To get these books off the floor, I personally built twenty-one wooden book-shelves, each with eighteen feet of book space and bought every used bookshelf I could find at garage sales. I still had tons of books on the floor awaiting a shelf, upwards of 50,000 volumes!
These were no junk books. Many of these were precious volumes, and I loved them. I read many of them, and I thought at times that I had learned more from books I had dug out of the local university library dumpster than I had learned during my four years of college there.
Here's the rub: the wonderful University President who was giving me a free room to house my university's library sold his university's buildings to a developer. I had to clear out my books from the room that the university president had lent me.
I learned the hard way that one can't get rid of 50,000 volumes, especially of 50,000 volumes of used books. People will come and buy some; but they will pick choice volumes and leave the rest.
I thought long and hard about it and realized there was nothing to do but throw them away. At first I would take a carload of books and dump them in the dumpsters of local businesses, until it dawned on me that this was in violation of law. One can't use somebody else's dumpster, without permission.
I had a little bit of money in my account, about $1,000.00, and I walked into the office of the university president and told him my trouble of emptying the room before the takeover. I told him I had $950, and asked him to see that the job was done. He was very nice despite me dumping my problem in his lap. He accepted the check and for a week they threw books into the dumpsters.

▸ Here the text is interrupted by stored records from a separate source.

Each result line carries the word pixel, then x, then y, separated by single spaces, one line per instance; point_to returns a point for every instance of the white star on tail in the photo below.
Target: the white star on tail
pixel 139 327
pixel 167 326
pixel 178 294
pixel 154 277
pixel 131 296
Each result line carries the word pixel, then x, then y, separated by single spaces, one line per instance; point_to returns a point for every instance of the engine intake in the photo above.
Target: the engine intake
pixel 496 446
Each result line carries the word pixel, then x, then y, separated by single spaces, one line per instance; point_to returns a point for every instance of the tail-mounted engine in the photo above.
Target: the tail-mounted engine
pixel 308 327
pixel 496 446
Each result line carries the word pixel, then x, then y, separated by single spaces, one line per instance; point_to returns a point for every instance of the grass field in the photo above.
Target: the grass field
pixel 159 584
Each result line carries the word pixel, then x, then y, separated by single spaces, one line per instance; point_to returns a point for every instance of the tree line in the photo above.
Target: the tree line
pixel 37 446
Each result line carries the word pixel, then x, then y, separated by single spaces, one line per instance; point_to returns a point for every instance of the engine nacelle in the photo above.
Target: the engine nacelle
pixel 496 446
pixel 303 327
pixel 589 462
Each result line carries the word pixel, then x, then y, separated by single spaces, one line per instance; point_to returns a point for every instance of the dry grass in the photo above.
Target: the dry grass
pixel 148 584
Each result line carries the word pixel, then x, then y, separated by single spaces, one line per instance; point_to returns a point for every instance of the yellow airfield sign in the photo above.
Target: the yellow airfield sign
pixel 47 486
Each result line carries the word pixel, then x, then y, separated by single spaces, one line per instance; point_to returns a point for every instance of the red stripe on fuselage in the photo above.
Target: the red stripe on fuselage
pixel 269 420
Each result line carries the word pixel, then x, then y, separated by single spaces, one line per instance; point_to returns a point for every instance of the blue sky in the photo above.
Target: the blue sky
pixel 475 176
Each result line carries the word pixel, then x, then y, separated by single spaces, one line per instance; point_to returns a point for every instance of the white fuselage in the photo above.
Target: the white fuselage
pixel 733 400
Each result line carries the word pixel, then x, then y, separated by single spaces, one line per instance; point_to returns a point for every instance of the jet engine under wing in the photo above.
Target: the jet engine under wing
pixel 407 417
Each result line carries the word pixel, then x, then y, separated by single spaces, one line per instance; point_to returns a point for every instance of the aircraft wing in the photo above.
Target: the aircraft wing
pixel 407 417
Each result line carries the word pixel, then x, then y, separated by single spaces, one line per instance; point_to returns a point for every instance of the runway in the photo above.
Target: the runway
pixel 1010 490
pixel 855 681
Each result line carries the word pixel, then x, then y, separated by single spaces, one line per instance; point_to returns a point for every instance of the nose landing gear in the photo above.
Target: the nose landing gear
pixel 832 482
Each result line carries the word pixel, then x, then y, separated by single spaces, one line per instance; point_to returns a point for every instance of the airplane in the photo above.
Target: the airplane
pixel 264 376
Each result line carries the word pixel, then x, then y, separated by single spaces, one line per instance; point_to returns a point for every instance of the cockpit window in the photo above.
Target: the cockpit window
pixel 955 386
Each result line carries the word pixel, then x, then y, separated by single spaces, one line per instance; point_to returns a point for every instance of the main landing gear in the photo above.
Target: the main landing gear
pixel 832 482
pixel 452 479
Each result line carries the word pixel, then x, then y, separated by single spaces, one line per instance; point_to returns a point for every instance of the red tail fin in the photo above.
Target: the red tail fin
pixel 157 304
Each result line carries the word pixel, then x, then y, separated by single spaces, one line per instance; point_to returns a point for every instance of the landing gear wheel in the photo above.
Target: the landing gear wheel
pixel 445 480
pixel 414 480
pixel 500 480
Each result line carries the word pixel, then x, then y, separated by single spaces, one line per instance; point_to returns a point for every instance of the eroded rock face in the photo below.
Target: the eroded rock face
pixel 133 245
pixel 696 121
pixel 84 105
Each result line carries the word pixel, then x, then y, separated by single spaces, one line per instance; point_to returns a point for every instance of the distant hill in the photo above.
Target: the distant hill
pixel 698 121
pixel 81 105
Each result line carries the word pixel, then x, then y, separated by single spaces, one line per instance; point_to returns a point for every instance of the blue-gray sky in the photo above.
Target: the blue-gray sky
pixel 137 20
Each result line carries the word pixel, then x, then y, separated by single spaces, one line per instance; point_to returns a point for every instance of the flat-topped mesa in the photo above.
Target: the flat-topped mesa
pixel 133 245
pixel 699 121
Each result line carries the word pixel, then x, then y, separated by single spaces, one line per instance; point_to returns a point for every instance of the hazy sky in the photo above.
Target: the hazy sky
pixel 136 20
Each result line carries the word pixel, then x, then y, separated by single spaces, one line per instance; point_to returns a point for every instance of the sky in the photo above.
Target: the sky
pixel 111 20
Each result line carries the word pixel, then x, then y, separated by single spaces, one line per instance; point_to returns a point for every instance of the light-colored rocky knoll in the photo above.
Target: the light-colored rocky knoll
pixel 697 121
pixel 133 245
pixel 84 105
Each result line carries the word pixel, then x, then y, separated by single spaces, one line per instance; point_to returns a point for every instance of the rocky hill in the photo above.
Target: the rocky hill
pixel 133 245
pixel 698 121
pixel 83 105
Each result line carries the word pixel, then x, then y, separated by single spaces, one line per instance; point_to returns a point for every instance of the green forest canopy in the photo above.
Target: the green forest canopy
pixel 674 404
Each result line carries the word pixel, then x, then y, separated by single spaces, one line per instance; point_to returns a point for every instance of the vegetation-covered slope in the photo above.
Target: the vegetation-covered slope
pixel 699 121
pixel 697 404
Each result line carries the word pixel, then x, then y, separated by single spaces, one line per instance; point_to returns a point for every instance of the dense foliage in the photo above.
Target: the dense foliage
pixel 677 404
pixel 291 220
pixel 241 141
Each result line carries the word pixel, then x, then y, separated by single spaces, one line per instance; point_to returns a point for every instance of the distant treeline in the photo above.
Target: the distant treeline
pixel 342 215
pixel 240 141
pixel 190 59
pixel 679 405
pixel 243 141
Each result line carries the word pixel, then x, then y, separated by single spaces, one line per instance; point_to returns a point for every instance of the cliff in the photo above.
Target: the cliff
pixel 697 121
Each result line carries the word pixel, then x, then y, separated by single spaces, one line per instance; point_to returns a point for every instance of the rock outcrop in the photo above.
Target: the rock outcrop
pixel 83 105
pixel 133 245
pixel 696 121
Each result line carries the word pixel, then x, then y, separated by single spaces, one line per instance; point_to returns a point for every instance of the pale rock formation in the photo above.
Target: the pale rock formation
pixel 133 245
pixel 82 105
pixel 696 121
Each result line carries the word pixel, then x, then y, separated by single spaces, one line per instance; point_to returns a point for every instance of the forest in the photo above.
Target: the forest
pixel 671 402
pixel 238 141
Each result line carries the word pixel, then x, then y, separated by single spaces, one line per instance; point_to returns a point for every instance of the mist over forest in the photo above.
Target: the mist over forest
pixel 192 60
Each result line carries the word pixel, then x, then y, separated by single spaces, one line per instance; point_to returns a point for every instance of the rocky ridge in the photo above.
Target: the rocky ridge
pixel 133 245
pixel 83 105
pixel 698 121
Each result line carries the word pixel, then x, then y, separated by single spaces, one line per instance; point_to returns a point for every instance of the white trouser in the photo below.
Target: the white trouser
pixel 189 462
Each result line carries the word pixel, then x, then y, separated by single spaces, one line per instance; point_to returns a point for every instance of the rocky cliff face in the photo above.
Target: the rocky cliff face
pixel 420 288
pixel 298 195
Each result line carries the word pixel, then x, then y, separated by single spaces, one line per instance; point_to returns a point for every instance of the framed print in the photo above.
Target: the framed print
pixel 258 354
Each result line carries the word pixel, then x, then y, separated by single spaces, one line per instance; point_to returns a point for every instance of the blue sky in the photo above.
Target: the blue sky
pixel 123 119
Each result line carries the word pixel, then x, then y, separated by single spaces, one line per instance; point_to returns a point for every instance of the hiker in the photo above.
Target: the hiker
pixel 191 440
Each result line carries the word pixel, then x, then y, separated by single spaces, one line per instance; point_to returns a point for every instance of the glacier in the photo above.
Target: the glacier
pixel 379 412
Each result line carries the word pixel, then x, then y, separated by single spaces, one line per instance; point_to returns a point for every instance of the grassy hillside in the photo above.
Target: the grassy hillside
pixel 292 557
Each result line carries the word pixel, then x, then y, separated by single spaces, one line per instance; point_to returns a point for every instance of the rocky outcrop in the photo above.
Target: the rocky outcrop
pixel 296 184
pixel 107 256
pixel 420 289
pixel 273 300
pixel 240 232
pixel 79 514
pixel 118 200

It was a horrible experience, my precious library I had devoted so much time and energy to, and to abandon my second life -- I'm a practicing attorney by profession -- but I did just that.
There is more to this story than I am telling you here, but this is something to think about. I still have in mind someday of rebuilding my university's library until it has, not just fifty thousand volumes, but millions of volumes. I have already started bringing in books to my home and to my law office, until my wife has almost threatened to divorce me if I bring home another book.
I have not sought psychiatric help for my bibliomania, but it might be a good idea for me to do so. I am trying to overcome it on my own. That's why I call myself a recovering bibliomaniac.
Sincerely,
Hardy
Dear Hardy,
For our readers, bibliomania is the collecting of books which have no particular use to the collector and no value to a book collector. Bibliomania is not recognized by the DSM-IV as a psychological disorder.
As for re-kindling your hobby, I agree with your wife, your home is no place for all these books. But, I think you have a great story that the local media will embrace. Get some public awareness and a donated building or some space, then start that library and build it to be the biggest in the state. I find books fascinating as well and think that something good could come from this.
Keep me posted, this is a great story.